Oui, c’est vrai que ça m’a fait du bien. Il m’a aussi téléphoné avant même que la sélection ne soit rendue publique, afin de m’expliquer son point de vue. Je suis déçu de ne pas être repris en A, je ne vais pas le cacher, parce que j’ai l’impression d’avoir fait tout ce que je devais pour être à nouveau sélectionné. Mais je suis aussi très heureux de participer à l’Euro des -21 ans, qui est un tournoi magnifique et hyper important pour l’avenir de notre football

Le pire, dans ces conditions, serait d’être sur le banc en Espoirs, non ?

( Il grimace) Ce serait mortel. Mais cela voudrait dire qu’il y a plus fort que moi et que je dois encore travailler pour prouver que la place me revient.

Que peut-on attendre de cette équipe à l’Euro des -21 ans ?

Je crois que nous pouvons aller très loin. Les adversaires qui sont là sont tous bien cotés mais nous avons gagné 1-4 en Bulgarie et mené la vie dure à l’Angleterre ainsi qu’à la France. Alors, pourquoi pas ?

Cela va vous priver de vacances.

Ce sera très court, en effet, puisque Genk reprend les entraînements le 25 juin. J’espère que les internationaux auront congé jusqu’au 2 juillet.
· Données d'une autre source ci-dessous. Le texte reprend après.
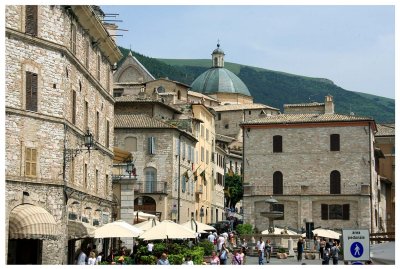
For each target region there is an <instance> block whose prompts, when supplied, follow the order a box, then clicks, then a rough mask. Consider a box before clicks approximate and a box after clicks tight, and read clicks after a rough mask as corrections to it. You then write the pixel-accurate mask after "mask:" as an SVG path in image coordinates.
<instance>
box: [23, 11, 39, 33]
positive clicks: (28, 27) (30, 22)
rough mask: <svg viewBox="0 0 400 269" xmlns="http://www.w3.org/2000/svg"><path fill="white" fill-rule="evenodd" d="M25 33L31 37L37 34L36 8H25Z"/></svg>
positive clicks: (37, 17) (37, 31) (37, 20)
mask: <svg viewBox="0 0 400 269" xmlns="http://www.w3.org/2000/svg"><path fill="white" fill-rule="evenodd" d="M25 33H27V34H29V35H33V36H37V34H38V7H37V6H26V7H25Z"/></svg>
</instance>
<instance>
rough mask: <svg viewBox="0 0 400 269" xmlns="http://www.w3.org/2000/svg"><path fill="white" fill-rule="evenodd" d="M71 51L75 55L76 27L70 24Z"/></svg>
mask: <svg viewBox="0 0 400 269" xmlns="http://www.w3.org/2000/svg"><path fill="white" fill-rule="evenodd" d="M71 51H72V53H73V54H76V25H75V24H71Z"/></svg>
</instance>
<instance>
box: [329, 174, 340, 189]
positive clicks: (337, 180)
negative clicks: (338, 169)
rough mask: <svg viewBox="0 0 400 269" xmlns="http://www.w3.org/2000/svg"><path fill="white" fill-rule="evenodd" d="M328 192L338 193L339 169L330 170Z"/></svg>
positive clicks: (338, 187)
mask: <svg viewBox="0 0 400 269" xmlns="http://www.w3.org/2000/svg"><path fill="white" fill-rule="evenodd" d="M330 193H331V194H340V173H339V171H336V170H334V171H332V172H331V182H330Z"/></svg>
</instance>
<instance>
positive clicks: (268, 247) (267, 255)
mask: <svg viewBox="0 0 400 269" xmlns="http://www.w3.org/2000/svg"><path fill="white" fill-rule="evenodd" d="M271 252H272V246H271V240H269V239H267V243H266V244H265V260H266V261H267V263H269V261H270V260H271Z"/></svg>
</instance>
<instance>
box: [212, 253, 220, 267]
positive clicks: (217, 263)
mask: <svg viewBox="0 0 400 269" xmlns="http://www.w3.org/2000/svg"><path fill="white" fill-rule="evenodd" d="M210 264H211V265H220V260H219V258H218V256H217V252H215V251H213V252H211V258H210Z"/></svg>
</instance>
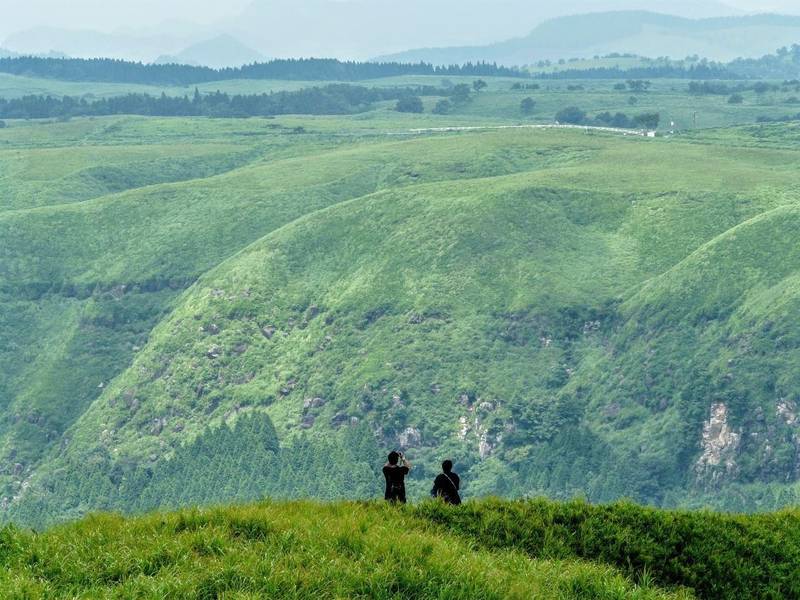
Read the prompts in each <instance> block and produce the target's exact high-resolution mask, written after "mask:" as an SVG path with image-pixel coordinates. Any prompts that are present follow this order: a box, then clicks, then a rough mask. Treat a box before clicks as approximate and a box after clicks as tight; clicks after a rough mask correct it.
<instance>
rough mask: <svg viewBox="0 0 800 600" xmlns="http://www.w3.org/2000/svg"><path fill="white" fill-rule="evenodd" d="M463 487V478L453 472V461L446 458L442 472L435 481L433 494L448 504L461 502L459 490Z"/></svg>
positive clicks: (442, 466) (432, 491)
mask: <svg viewBox="0 0 800 600" xmlns="http://www.w3.org/2000/svg"><path fill="white" fill-rule="evenodd" d="M460 488H461V479H460V478H459V477H458V474H457V473H453V461H452V460H446V461H444V462H443V463H442V472H441V473H440V474H439V475H437V476H436V479H435V480H434V481H433V489H432V490H431V496H433V497H434V498H441V499H442V500H444V501H445V502H447V503H448V504H454V505H458V504H461V496H460V495H459V493H458V490H459V489H460Z"/></svg>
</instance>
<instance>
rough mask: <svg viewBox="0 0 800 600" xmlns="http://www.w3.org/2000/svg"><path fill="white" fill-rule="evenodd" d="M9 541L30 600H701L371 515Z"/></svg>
mask: <svg viewBox="0 0 800 600" xmlns="http://www.w3.org/2000/svg"><path fill="white" fill-rule="evenodd" d="M0 540H2V543H3V545H2V561H3V564H2V567H0V586H2V589H3V591H4V592H5V593H6V594H10V595H11V596H14V597H25V598H73V597H75V596H76V595H80V596H86V597H112V596H113V597H118V596H124V597H131V596H135V597H158V598H216V597H223V596H224V597H269V598H287V599H288V598H308V597H312V596H313V597H316V598H324V599H328V598H330V599H334V598H383V599H387V600H388V599H400V598H447V599H464V600H466V599H472V598H486V599H490V600H491V599H497V600H500V599H501V598H502V599H507V598H520V599H522V598H531V597H533V596H535V597H536V598H553V599H554V600H555V599H561V598H575V599H583V598H586V599H587V600H588V599H589V598H620V599H621V598H626V599H628V598H629V599H632V600H634V599H636V600H667V599H675V600H677V599H687V600H688V599H689V598H691V597H692V596H691V595H690V594H689V593H688V592H684V591H674V592H668V591H664V590H661V589H658V588H657V587H655V586H654V585H653V583H652V579H651V578H645V580H643V581H642V584H641V585H636V584H634V583H632V581H631V579H626V578H625V577H624V576H622V575H621V574H620V572H619V571H618V570H616V569H615V568H614V567H613V566H609V565H608V564H603V563H602V562H601V563H597V564H592V563H590V562H586V561H582V560H578V559H576V557H574V556H573V557H569V558H567V559H564V560H552V559H550V560H547V559H534V558H530V557H528V556H526V554H525V553H524V552H523V551H521V550H511V549H506V550H483V549H479V548H476V544H475V543H474V542H472V541H470V539H469V538H468V537H461V536H458V535H454V534H447V533H445V532H444V531H442V530H440V529H438V528H434V527H432V526H431V525H430V524H429V521H428V520H427V519H426V518H425V517H424V516H422V515H417V514H415V513H414V512H412V511H406V510H399V509H397V508H394V507H386V506H377V505H365V504H360V505H355V504H337V505H320V504H312V503H302V504H300V503H298V504H272V503H263V504H260V505H254V506H242V507H231V508H225V509H222V508H220V509H215V510H202V511H200V510H194V511H184V512H181V513H176V514H164V515H152V516H149V517H145V518H139V519H133V520H125V519H122V518H119V517H114V516H96V517H91V518H89V519H87V520H85V521H83V522H80V523H76V524H74V525H69V526H66V527H62V528H59V529H55V530H52V531H49V532H47V533H44V534H39V535H32V534H29V533H26V532H21V531H17V530H15V529H13V528H6V529H4V530H2V531H0ZM756 591H758V590H757V589H756Z"/></svg>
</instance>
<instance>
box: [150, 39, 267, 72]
mask: <svg viewBox="0 0 800 600" xmlns="http://www.w3.org/2000/svg"><path fill="white" fill-rule="evenodd" d="M265 59H266V57H265V56H264V55H263V54H261V53H260V52H257V51H256V50H253V49H252V48H250V47H248V46H246V45H244V44H243V43H242V42H240V41H239V40H238V39H236V38H235V37H233V36H231V35H227V34H222V35H219V36H217V37H215V38H212V39H210V40H205V41H202V42H198V43H196V44H193V45H191V46H189V47H188V48H185V49H184V50H182V51H181V52H178V53H177V54H175V55H163V56H160V57H158V58H157V59H156V61H155V62H156V63H157V64H169V63H175V64H183V65H194V66H205V67H212V68H215V69H222V68H225V67H238V66H241V65H247V64H252V63H255V62H261V61H264V60H265Z"/></svg>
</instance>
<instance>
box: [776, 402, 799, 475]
mask: <svg viewBox="0 0 800 600" xmlns="http://www.w3.org/2000/svg"><path fill="white" fill-rule="evenodd" d="M775 414H776V416H777V417H778V418H779V419H781V420H782V421H783V422H784V423H786V425H788V426H789V427H791V428H792V429H793V430H794V431H793V432H792V442H794V453H795V458H794V473H792V478H793V479H795V480H797V479H800V416H798V411H797V404H795V403H794V402H791V401H789V400H784V399H781V400H780V401H779V402H778V405H777V406H776V408H775Z"/></svg>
Reviendrez-vous avec une nouvelle coiffure ? Il y a peu, on vous a comparé à David Beckham. Vous ne préféreriez pas qu’on vous compare à Michel Preud’homme ? Il y a tellement longtemps que la Belgique se cherche un numéro un indiscutable.
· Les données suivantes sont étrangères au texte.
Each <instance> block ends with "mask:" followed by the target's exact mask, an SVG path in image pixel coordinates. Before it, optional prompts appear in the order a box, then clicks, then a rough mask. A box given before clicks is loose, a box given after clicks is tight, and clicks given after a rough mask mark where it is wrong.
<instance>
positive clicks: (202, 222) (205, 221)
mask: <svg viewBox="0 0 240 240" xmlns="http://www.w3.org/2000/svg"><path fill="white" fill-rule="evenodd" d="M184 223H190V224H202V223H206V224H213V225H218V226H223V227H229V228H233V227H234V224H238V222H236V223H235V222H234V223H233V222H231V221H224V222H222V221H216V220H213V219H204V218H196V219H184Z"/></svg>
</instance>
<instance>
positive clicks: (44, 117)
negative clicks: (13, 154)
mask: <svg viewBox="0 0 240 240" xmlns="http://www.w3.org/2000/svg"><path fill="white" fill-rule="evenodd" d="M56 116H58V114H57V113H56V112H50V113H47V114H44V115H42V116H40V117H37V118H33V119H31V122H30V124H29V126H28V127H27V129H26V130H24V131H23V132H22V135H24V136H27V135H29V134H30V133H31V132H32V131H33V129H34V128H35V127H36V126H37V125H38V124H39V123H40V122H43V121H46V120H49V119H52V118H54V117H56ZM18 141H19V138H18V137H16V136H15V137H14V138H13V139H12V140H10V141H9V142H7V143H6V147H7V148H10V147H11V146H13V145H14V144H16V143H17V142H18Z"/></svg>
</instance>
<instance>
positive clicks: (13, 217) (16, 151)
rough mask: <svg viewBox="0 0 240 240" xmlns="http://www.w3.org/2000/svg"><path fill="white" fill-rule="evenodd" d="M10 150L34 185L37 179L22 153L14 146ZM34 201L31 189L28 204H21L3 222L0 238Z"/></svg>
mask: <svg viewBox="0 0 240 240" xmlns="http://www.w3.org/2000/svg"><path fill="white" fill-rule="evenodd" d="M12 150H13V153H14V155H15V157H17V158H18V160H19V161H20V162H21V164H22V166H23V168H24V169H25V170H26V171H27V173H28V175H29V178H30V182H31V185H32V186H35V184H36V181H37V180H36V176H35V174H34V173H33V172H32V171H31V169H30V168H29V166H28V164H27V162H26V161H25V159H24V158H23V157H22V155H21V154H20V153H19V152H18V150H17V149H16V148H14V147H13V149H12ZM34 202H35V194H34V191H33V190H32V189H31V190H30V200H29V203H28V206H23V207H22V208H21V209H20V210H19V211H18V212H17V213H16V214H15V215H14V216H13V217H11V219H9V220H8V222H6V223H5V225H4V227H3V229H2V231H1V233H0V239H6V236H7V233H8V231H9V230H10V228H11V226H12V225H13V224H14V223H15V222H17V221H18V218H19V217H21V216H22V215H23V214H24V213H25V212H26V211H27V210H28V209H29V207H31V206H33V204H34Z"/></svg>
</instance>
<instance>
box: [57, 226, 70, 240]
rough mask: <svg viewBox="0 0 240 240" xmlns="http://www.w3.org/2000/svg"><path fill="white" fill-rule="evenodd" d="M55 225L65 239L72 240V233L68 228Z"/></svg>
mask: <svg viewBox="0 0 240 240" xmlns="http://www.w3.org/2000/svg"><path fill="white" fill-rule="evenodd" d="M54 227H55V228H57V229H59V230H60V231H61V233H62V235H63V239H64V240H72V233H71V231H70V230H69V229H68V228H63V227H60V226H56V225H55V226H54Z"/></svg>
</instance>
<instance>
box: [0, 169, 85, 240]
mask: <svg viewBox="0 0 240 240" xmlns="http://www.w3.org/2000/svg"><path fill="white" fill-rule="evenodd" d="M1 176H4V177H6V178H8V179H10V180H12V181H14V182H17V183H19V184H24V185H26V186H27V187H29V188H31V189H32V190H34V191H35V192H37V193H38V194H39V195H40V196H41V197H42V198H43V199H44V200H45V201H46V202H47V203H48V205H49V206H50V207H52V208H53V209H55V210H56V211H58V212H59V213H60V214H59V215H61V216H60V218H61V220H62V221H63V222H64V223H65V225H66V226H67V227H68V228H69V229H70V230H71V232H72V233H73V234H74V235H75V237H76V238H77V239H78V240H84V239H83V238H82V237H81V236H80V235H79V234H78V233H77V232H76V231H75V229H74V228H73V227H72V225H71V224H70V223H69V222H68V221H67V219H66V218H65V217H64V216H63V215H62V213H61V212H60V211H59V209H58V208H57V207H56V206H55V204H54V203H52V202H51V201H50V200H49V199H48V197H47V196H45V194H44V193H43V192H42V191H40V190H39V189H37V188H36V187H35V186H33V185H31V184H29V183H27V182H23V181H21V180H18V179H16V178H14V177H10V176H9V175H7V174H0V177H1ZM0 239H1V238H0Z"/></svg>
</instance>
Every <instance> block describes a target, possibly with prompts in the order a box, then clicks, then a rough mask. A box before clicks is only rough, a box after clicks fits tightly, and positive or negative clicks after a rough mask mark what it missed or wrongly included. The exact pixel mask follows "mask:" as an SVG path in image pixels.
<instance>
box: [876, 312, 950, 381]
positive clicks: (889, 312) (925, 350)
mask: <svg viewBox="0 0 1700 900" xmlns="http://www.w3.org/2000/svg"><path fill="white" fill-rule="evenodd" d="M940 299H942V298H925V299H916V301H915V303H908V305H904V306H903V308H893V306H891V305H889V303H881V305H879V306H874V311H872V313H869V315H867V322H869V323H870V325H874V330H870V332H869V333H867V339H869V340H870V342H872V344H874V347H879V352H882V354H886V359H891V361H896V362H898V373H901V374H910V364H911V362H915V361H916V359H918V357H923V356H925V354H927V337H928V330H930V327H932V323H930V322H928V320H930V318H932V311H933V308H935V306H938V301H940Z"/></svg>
Vous voyez ! On me parle toujours de mon look. Bien sûr que mon ambition est de devenir, un jour, le numéro un belge mais je ne veux pas brûler les étapes. Je n’ai que 21 ans. Stijn Stijnen en a 23 ou 24, il a été propulsé au sommet mais il a connu des moments difficiles et il en connaît encore. Moi aussi, je sais que j’en aurai. Le grand gardien, c’est celui qui s’en sort.

On connaît vos plus mauvais matches de la saison. Mais quels ont été les meilleurs ?

(Il réfléchit) A Westerlo, à Bruges, à Lokeren… Là, je pense vraiment pouvoir dire que j’ai pris les trois points à moi tout seul. Et heureusement, j’en ai pris davantage que je n’en ai perdu. Mais je ne fais pas les comptes.

Quels points devez-vous encore travailler ?

A 21 ans, il serait dommage que je pense qu’il y a des domaines dans lesquels je ne dois plus progresser. Bien sûr, ma relance à la main, mon jeu au pied et mes sorties aériennes font partie de mes points forts mais, même là, j’ai des progrès à faire. Je suis encore loin d’être un gardien accompli, même si je ne pense pas non plus avoir de gros point faible.

La saison prochaine, vous allez faire vos premiers pas comme titulaire en Ligue des Champions. Un théâtre de rêve pour vous. Y a-t-il une équipe ou un joueur que vous aimeriez rencontrer ?

Non. Je n’ai jamais eu d’idole. Quand j’étais gamin, j’avais des posters dans ma chambre : des joueurs, des voitures… Mais je changeais régulièrement, je n’avais pas d’idée fixe ni même d’équipe favorite. D’ailleurs, je ne songe même pas encore aux poules de la Ligue des Champions. Il y a d’abord deux tours préliminaires à franchir et ces adversaires-là seront aussi difficiles à battre que Milan ou Liverpool.